Participants in the study will be reimbursed for their transport to attend all follow-up visits to the study sites. Patients will be paid MYR45 for each day of travelling. No other gifts or payments will be made.

Confidentiality

All patient information will remain confidential and be shared only by the study team. Unique identifiers are used for computer-based data entry and blood samples. In all cases, the Principal Investigator will ensure that screening forms, CRFs and the completed identification code list are kept in locked files. Subject confidentiality will be protected in any dissemination of results.

Discussion

This study will be the largest clinical trial to date in knowlesi malaria, and is powered to detect a difference between the two treatment arms in a clinically relevant population including adults and children with knowlesi malaria of any severity. Paracetamol is widely available and has an excellent safety profile; if a renoprotective effect is demonstrated, this trial will support the administration of regularly dosed paracetamol to all patients with knowlesi malaria. The secondary outcomes in this study will provide further insights into the pathophysiology of haemolysis-induced oxidative damage and acute kidney injury in knowlesi malaria, and other haemolytic diseases.

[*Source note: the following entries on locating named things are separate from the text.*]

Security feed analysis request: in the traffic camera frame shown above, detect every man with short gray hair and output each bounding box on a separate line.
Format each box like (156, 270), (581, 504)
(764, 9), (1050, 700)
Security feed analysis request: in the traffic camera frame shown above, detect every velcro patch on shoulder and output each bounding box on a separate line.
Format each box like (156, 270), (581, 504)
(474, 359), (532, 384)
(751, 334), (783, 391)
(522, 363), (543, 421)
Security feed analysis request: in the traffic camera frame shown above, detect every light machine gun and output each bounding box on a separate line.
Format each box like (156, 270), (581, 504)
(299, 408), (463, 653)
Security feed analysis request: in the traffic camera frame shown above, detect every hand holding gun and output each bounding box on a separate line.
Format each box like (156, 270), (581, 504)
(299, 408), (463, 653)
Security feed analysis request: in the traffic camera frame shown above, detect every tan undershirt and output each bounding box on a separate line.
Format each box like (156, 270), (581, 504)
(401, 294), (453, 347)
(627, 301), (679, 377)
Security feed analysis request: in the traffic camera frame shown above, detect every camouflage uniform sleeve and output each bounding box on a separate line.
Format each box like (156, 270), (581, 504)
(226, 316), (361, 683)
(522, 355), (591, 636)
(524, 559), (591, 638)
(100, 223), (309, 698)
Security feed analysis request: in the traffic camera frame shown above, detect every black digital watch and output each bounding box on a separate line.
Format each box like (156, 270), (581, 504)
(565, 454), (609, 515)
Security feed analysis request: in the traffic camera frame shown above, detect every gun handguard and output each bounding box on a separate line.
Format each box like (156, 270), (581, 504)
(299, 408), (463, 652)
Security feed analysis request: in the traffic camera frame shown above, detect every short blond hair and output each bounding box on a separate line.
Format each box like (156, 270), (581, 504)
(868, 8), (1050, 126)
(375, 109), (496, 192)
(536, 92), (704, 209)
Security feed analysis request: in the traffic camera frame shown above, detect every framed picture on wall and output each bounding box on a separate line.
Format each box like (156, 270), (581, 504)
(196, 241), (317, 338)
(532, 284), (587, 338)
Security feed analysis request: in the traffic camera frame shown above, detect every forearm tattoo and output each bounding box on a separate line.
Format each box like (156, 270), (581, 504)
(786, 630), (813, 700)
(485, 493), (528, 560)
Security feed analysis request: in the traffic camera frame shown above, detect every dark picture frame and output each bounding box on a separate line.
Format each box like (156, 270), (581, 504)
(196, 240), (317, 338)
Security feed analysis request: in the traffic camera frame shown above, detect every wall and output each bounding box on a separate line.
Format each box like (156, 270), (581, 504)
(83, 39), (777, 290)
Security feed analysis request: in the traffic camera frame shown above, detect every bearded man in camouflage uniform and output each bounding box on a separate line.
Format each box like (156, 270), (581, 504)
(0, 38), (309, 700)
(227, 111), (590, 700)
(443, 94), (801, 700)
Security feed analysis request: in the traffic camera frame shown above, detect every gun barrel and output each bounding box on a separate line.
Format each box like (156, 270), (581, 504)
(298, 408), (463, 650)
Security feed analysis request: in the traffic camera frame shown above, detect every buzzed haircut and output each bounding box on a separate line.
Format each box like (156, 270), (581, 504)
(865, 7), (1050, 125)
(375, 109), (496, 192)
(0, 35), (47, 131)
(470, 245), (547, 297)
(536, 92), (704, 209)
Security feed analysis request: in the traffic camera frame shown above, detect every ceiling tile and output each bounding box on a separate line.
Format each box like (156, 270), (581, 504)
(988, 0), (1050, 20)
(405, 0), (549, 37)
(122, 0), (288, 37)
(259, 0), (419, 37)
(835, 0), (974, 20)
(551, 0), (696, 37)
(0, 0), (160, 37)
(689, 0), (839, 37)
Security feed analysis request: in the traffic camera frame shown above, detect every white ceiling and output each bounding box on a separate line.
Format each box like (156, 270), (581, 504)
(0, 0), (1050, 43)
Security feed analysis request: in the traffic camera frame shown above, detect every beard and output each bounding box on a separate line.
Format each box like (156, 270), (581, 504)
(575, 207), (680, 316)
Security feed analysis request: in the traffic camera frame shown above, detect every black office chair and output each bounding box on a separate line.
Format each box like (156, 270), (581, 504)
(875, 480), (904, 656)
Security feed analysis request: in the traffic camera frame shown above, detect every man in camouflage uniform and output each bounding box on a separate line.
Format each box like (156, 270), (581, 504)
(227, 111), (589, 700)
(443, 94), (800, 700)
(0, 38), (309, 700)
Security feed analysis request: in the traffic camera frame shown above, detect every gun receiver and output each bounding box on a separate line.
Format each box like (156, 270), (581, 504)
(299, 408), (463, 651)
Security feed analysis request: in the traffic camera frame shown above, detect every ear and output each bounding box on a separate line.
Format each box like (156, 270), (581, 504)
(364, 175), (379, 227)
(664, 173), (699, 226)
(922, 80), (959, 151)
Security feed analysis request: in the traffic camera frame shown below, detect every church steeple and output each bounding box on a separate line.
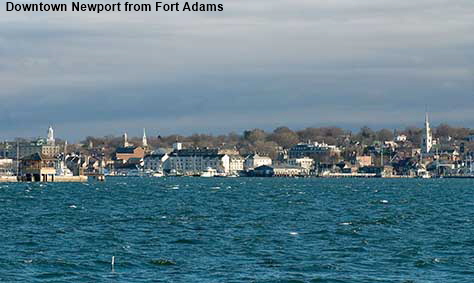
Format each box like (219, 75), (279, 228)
(123, 133), (129, 147)
(423, 111), (433, 153)
(142, 128), (148, 147)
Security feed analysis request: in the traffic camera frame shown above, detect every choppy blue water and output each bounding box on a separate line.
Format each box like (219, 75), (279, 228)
(0, 178), (474, 282)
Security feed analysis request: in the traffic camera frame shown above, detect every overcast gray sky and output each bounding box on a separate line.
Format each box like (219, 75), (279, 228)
(0, 0), (474, 139)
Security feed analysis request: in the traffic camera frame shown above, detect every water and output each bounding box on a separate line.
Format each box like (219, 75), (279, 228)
(0, 177), (474, 282)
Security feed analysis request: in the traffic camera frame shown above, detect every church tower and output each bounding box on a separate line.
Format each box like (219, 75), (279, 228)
(46, 126), (55, 145)
(423, 112), (433, 153)
(142, 128), (148, 148)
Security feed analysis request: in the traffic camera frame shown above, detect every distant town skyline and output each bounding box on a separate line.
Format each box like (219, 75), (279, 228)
(0, 0), (474, 140)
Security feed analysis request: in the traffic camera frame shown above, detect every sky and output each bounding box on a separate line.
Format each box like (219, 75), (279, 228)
(0, 0), (474, 140)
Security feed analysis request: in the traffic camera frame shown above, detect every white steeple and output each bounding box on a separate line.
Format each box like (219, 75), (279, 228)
(423, 112), (433, 153)
(142, 128), (148, 147)
(123, 133), (129, 147)
(46, 126), (55, 145)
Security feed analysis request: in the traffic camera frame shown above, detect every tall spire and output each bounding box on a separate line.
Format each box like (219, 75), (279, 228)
(46, 126), (55, 145)
(142, 128), (148, 147)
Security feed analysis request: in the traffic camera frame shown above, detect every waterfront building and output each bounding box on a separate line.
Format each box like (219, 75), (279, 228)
(229, 154), (245, 174)
(164, 149), (230, 175)
(395, 134), (408, 142)
(422, 113), (433, 153)
(288, 157), (314, 170)
(46, 126), (56, 146)
(355, 155), (372, 167)
(288, 142), (341, 158)
(142, 128), (148, 148)
(122, 133), (130, 147)
(143, 153), (169, 172)
(244, 153), (272, 170)
(271, 164), (309, 177)
(114, 146), (145, 163)
(20, 153), (56, 182)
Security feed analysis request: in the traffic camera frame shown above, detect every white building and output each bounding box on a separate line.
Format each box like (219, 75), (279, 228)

The lack of blinding of study arm randomisation to patients and the treating team is not expected to influence the primary endpoint of change in creatinine, as this is entirely objective. The laboratory staff measuring and reporting creatinine are blinded to treatment allocation. All primary and secondary endpoints listed above are laboratory-based parameters, and therefore not able to be influenced by subjective factors.

All patients will receive standard artemisinin-based therapy as per Malaysian Ministry of Health guidelines and treating clinicians are independent of the study (Additional file 1).

Trial status

The trial began recruitment on October 18, 2016 and is expected to complete in September 2018.